We have examined the seven most important peaks in our data set and interesting anomalies arise in philosophy of science. In two of these peak years, the most cited author, Thomas Kuhn, is cited most frequently for a book rather than an article. Indeed, in all but one of the seven peaks it is a book that is the most cited source. Philosophy of science thus appears to be a book-driven discipline. In the first peak in the data set we analyzed, we encounter another anomaly. The most frequently cited author, Albert Einstein, is not even a philosopher, and his contributions are contributions to physics, not philosophy of science. His most cited articles from 1905 were very stimulating articles for philosophers thinking about science.

So the peaks in philosophy of science do not only appear to be a consequence of the publication of key articles in the philosophy of science. The seven highest peaks between 1900 and 1970 are tied to books and scientific articles that report scientific findings that are philosophically interesting. In this respect, philosophy of science is quite different from other fields, specifically fields in the natural sciences.

Discussion

The RPYS method is based on an analysis of the frequency with which references are cited in the publications in a specific research field by publication year. The origins show up in the form of more or less pronounced peaks mostly caused by individual historical publications which are cited particularly frequently. The RPYS can only indicate the possible origins. Intellectual influences are not always manifest in cited references. A second step is required in which experts verify which publications genuinely played a significant part in a research field. When those publications which resulted in a peak are identified, each of them should be reviewed for their significance in the particular research field and what contribution they made. RPYS is a very simple method which can be applied in different disciplines.

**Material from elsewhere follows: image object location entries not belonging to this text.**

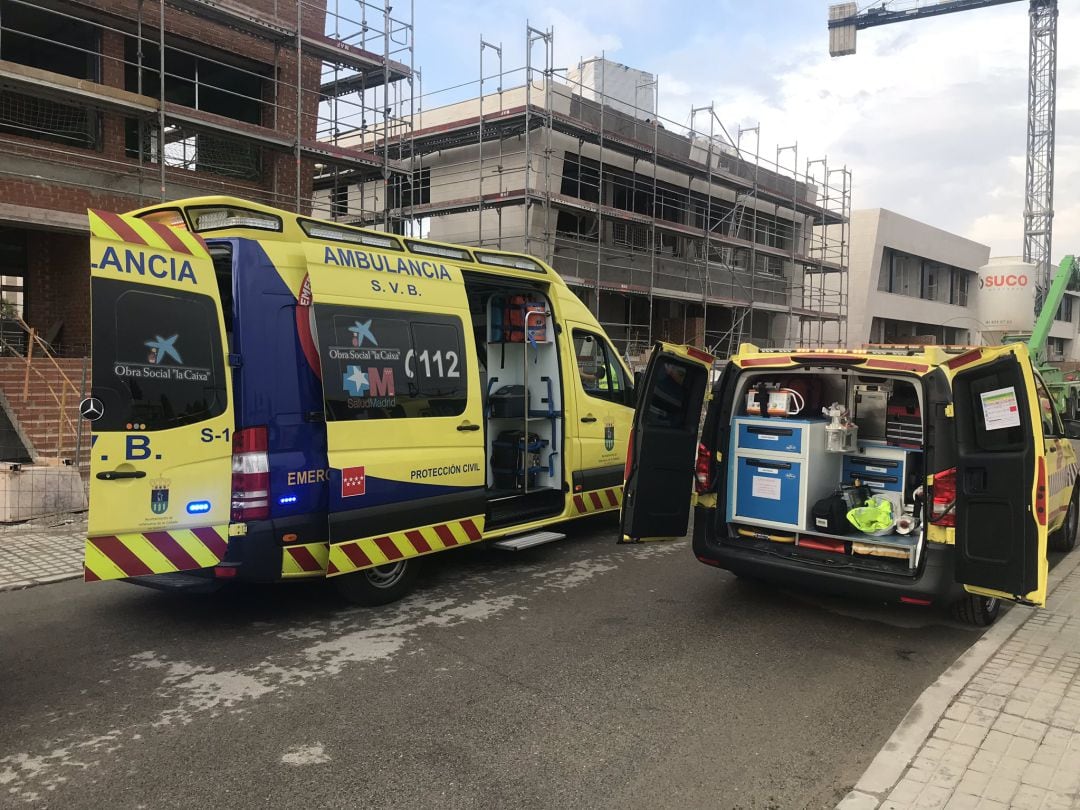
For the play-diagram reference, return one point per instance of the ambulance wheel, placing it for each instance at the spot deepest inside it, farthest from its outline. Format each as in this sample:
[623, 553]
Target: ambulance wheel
[977, 610]
[379, 585]
[1065, 538]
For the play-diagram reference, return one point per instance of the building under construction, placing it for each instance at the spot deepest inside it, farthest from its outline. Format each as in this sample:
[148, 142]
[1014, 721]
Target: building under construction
[667, 231]
[117, 104]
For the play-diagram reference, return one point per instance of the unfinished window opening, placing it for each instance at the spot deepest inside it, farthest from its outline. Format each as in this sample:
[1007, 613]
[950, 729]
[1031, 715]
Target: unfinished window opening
[49, 41]
[406, 190]
[13, 267]
[581, 178]
[577, 226]
[203, 84]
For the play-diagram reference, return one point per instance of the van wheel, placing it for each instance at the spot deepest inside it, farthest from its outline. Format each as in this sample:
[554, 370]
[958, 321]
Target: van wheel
[977, 610]
[379, 585]
[1065, 538]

We have employed RPYS in a novel way in this paper. We did not only use it to identify the most cited publications, but also to identify the most cited authors. Further, this is, as far as we know, the first application of RPYS to a sub-field in the humanities.

Our findings alert us to differences in the ways various academic research cultures behave, as manifested in their publication and citation practices. Unlike the natural sciences, in philosophy of science books still play a crucial role in scholarship. Kuhn’s Structure of Scientific Revolutions was partially responsible for not one, but two of the highest citation peaks in the scholarly literature in philosophy of science (1962 and 1970). Books were also responsible for the peaks in 1949, 1950, 1957, and 1965.

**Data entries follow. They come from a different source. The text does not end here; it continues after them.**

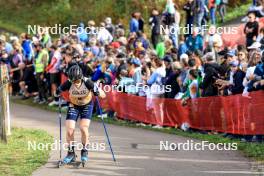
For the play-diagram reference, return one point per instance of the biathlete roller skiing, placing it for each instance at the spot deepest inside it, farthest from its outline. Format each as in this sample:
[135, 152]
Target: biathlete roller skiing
[81, 91]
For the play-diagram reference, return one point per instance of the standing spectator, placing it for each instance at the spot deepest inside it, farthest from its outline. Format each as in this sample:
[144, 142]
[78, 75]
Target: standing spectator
[155, 22]
[53, 70]
[134, 25]
[7, 46]
[141, 22]
[222, 9]
[109, 26]
[199, 11]
[104, 36]
[16, 61]
[251, 29]
[27, 48]
[212, 72]
[160, 48]
[189, 9]
[236, 79]
[81, 33]
[212, 9]
[195, 41]
[174, 31]
[41, 61]
[182, 46]
[213, 38]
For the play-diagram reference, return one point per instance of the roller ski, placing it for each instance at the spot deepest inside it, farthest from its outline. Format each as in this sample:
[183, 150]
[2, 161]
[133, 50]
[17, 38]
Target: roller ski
[84, 156]
[70, 159]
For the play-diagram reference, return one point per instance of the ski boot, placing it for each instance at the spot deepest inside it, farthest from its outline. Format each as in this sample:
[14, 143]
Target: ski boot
[71, 157]
[84, 156]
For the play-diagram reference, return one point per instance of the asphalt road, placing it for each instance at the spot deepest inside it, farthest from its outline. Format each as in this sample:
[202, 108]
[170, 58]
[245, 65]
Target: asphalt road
[137, 151]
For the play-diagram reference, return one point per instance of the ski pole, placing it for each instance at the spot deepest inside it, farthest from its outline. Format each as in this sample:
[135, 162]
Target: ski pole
[105, 129]
[60, 127]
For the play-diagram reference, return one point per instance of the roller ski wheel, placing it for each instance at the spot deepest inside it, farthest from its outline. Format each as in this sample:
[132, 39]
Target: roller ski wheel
[60, 164]
[70, 158]
[84, 157]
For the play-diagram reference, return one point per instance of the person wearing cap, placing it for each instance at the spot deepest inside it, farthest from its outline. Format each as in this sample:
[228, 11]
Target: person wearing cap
[160, 48]
[195, 41]
[81, 33]
[41, 62]
[213, 38]
[254, 46]
[104, 36]
[109, 26]
[236, 79]
[251, 29]
[155, 22]
[8, 47]
[133, 24]
[235, 84]
[135, 71]
[172, 79]
[120, 63]
[212, 72]
[182, 46]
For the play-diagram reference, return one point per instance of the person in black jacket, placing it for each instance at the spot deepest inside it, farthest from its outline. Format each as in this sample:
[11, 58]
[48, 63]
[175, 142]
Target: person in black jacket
[236, 82]
[212, 72]
[189, 9]
[155, 22]
[251, 29]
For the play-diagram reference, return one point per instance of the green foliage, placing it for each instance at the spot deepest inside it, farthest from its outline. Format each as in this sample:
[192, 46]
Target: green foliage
[252, 150]
[49, 12]
[16, 159]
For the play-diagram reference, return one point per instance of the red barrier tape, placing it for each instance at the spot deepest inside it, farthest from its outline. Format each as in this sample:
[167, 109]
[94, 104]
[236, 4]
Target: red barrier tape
[239, 38]
[232, 114]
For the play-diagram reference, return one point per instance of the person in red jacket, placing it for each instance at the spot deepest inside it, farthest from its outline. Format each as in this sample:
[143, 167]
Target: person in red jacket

An additional anomaly in philosophy of science was identified with the first peak we examined. This peak was due to the many citations to articles published by Albert Einstein in 1905. These articles are not strictly speaking contributions to philosophy of science. But as important contributions to physics, they have become the objects of great interest to philosophers of science. Einstein ushered in revolutionary changes in physics, and such changes are of great interest to philosophers of science.

Our preliminary study is intended, in part, to showcase the value of this relatively new method, RPYS. Employing this method, we have also uncovered a number of interesting aspects of the epistemic culture of philosophy of science.

Alternative methods to the RPYS for analysing historical papers are the methods of co-citation analysis, bibliographic coupling, and direct citations in consideration of research fronts (Boyack and Klavans 2010) and also a method called “algorithmic historiography” (Garfield 2001; Garfield et al. 2003; Leydesdorff 2010). The HistCite™ software developed by Alexander Pudovkin and Eugene Garfield (http://garfield.library.upenn.edu/algorithmichistoriographyhistcite.html) enables the establishment of the citation graph (sometimes called historiogram or historiograph) which visualizes the citation network among publication sets, including historical papers. The RPYS is simpler than the alternatives and does not reveal the citation network of the historical papers. The method only reveals quantitatively which historical papers are of particular interest for the specific research field or topic.